Long trapped in a straitjacket of economic and cultural decline, U.S. voters seized an opportunity to escape. You have collectively achieved what no other movement has been able to do in decades: reclaim democracy in a system held hostage by special interests and cronyism.
It was like witnessing the Brexit victory all over again. Seemingly against all odds, Britain voted in June to leave the European Union. The establishment elites — the “climbers” in politics, the media and big business — are left trying to process the shifting of tectonic plates beneath them. How will they adapt and function in a new world in which Trump owes his place to you and not to them, rather than one in which their power is determined by friends in high places?
Most of the world will be confused in the election’s aftermath, as it only gets to see the American political landscape through a very narrow filter. The viewpoint of America’s liberal media is typically regurgitated by the foreign press, and both had long been delivering the message that a Clinton was inevitable.

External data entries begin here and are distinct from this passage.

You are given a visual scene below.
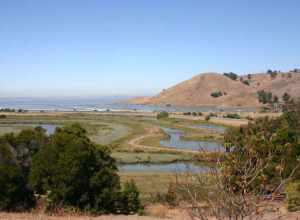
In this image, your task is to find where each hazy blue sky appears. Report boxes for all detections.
[0,0,300,97]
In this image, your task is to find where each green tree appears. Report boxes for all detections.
[118,181,141,214]
[30,124,120,213]
[0,137,35,211]
[282,92,291,102]
[156,111,169,119]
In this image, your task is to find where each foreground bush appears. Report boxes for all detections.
[0,129,46,211]
[30,124,139,213]
[285,181,300,212]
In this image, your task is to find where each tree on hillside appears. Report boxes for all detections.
[223,72,238,80]
[0,128,47,211]
[282,92,291,102]
[177,103,300,220]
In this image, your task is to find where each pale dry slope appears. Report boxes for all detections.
[128,73,300,107]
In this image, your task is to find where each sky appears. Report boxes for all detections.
[0,0,300,97]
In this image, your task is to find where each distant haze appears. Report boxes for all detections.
[0,0,300,97]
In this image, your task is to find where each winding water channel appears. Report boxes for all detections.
[2,123,225,173]
[160,128,223,152]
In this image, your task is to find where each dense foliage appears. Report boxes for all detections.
[223,72,238,80]
[0,128,47,211]
[210,91,223,98]
[0,124,140,214]
[224,103,300,192]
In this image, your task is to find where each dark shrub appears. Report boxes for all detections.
[118,181,141,214]
[223,72,238,80]
[156,111,169,119]
[257,90,273,104]
[210,91,223,98]
[224,102,300,192]
[242,80,250,86]
[0,137,34,211]
[285,181,300,212]
[30,124,124,213]
[224,113,241,119]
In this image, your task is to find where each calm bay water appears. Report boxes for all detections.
[0,96,255,112]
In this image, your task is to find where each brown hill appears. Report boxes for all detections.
[129,73,300,107]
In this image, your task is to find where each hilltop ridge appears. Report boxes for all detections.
[128,72,300,107]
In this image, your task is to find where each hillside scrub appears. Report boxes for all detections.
[177,102,300,220]
[210,91,223,98]
[156,111,169,119]
[223,72,238,80]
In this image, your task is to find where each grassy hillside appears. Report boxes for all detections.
[129,73,300,107]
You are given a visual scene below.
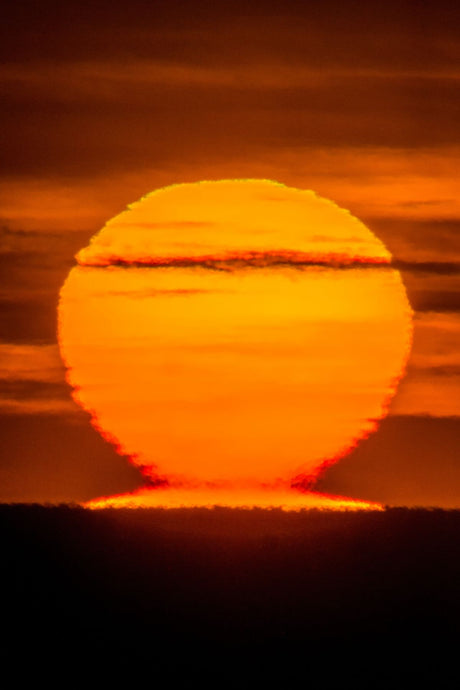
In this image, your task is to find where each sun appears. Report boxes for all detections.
[58,180,412,507]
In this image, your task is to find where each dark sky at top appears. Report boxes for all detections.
[0,1,460,507]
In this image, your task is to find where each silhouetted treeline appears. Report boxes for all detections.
[0,505,460,687]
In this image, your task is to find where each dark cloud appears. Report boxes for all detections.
[362,215,460,260]
[79,250,390,272]
[409,288,460,313]
[0,0,460,66]
[315,415,460,508]
[0,70,460,177]
[0,379,70,406]
[0,408,143,502]
[0,294,58,344]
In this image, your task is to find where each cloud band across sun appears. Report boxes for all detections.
[59,180,411,504]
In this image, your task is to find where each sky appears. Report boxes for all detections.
[0,0,460,508]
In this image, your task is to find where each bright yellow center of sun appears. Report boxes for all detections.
[59,180,411,504]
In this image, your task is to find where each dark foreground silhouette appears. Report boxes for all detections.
[0,505,460,687]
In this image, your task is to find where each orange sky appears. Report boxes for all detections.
[0,1,460,505]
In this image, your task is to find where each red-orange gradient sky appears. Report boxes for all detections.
[0,0,460,507]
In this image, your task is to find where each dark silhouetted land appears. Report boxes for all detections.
[0,505,460,687]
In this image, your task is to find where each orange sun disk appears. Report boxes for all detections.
[59,180,412,510]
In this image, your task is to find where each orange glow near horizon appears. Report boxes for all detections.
[59,180,412,509]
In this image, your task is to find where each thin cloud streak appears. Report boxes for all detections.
[77,250,460,276]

As members of the same establishment bubble as Clinton, the liberal media failed to grasp the intensity of the frustration and anger felt by everyday Americans. You were invisible to them — a demographic that they could safely ignore in favor of pandering, racist identity politics that sought to divide and manipulate the vulnerable. You sure aren’t invisible to them anymore.
Trump’s victory can be attributed to one major factor: There is a silent middle-class and working-class majority that had the wherewithal to recognize a once-in-a-lifetime opportunity for true representation, and they seized it with all their might.
The chances of a candidate like Trump coming along again in this generation would have been slim to none. We’re talking about a self-made billionaire businessman who insisted on remaining independent, largely shunning the usual political moneymen. President-elect Trump owes them nothing. They didn’t significantly fund him or elect him.
With working America’s help, Trump has succeeded where Occupy Wall Street failed. Branded as populist movement but also as a smash-the-system anarchist movement, Occupy Wall Street was unable to translate into a viable political vector that could impact the system itself. Trump’s victory belongs to Occupy members, too. They wanted to end cronyism along with the military interventions that have come at a great cost with little in return.
Trump won despite a stacked opposition. In September, Bloomberg reported that globalist billionaire financier George Soros, who has a perverse penchant for using his wealth to meddle in the domestic politics of countries around the globe, had given nearly $11.9 million to the Clinton campaign, and that U.S. donors listed on the Bloomberg Billionaires Index had given Clinton $21.1 million (compared with just $1.02 million to the mostly self-funded Trump). A major wrench has now been thrown into Soros’ works. The same goes for the terrorism-sponsoring Persian Gulf nations that donated to the Clinton Foundation, tacitly encouraging military interventions that would serve their interests.
The warmongering attitude toward Russia figures to end under Trump, who views that nation as a fellow world power and potential partner worthy of respect, even in an era of intense economic competitiveness. Russia is far more similar to traditional America in terms of values and culture than the allies that previous administrations have tried forcing down America’s throat. U.S. politicians in both major political parties have long used Russia as a scapegoat to distract from their own failures.
The challenges have only just begun, however. There’s going to be a lot of change-resistant establishment power that will be fighting Trump every step of the way. A renewed Republican majority in both houses of Congress won’t make things much easier for the Trump administration. The establishment is entrenched, self-serving and likely to cling to the status quo with all its might.
In the aftermath of the election, Trump critics are calling for compromise. They only know a version of compromise that’s synonymous with weakness. Those critics will have the next four years to learn a whole new meaning of the word “compromise,” demonstrated by a world-class businessman and negotiator.